Le chorégraphe aixois a signé un spectacle fort, une œuvre prégnante, en donnant une image très onirique. Ainsi les Parques sont des hommes avec, cependant, de longues chevelures blondes nouées par des catogans.
Les éclairages d’Eric Soyer sont parfaits mettant en valeur les membres des danseurs, surtout les bras pour les gestes si spécifiques dans les chorégraphies d’Angelin Preljocaj.
Il ne cesse de nous émerveiller de spectacle en spectacle !
« Journey to the West »
« Voyage vers l’Ouest », est un spectacle chorégraphique tout ce qu’il a de plus insolite, avec des codes spécifiques à la culture chinoise ! Tous formidables, les danseurs font surtout de magnifiques bonds et des roulés boulés incroyables !

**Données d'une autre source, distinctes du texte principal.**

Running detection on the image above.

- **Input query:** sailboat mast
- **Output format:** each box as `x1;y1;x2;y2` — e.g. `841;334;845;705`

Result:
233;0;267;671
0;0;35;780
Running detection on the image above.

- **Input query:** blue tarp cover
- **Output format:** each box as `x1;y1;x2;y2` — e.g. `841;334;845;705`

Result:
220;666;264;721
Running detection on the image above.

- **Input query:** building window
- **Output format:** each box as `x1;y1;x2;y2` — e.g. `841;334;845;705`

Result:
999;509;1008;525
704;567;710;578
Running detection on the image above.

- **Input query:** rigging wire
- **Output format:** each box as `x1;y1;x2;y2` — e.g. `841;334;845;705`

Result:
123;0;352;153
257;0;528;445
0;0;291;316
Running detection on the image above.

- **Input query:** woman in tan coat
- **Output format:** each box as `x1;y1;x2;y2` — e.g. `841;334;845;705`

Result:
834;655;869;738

Ce ballet est l’adaptation chorégraphique d’un monument de la littérature chinoise que, donc, chacun connaît en Chine. Pour nous, les occidentaux, c’est l’inconnu : un vieux roi refuse la Mort qui est son véritable ennemi ! Il croit en son immortalité et le raconte à une bande de singes qui s’agitent tant et plus avec force bonds !
Refusant de vieillir, il crée un certain chaos dans sa recherche d’immortalité, en voulant vaincre son destin et en cherchant un sens à sa vie qui est, c’est certain, toujours une quête.
Yabin Wang, la directrice artistique du Yabin Dance Company, est la principale interprète de cet étonnant ballet qui a fortement déconcerté le public de Cannes !
Les danseurs font preuve d’une verve et d’une chaleur étonnantes, avec une dynamique de jeu inédite, du moins pour nous occidentaux. En décor de fond, de fabuleuses images vidéo, signées Bosen Yan, ajoutent de la poésie au spectacle.
Dans une scène, chacun des danseurs parcourt la scène en tenant un miroir ovale, et cette multiplicité de miroirs permet des reflets du plus bel effet dans l’immense salle du Palais des Festivals de Cannes ! À la vue de leurs mouvements combattifs, l’ensemble, dans ce ballet effréné, c’est la mélancolie de la fin d’une ère où pourtant les corps continuent de se tenir debout et même de s’agiter frénétiquement !
C’est le Français, Laurent Petitgirard a spécialement créé la musique de ce ballet et les superbes éclairages sont à nouveau d’Eric Soyer qui a la responsabilité technique du spectacle.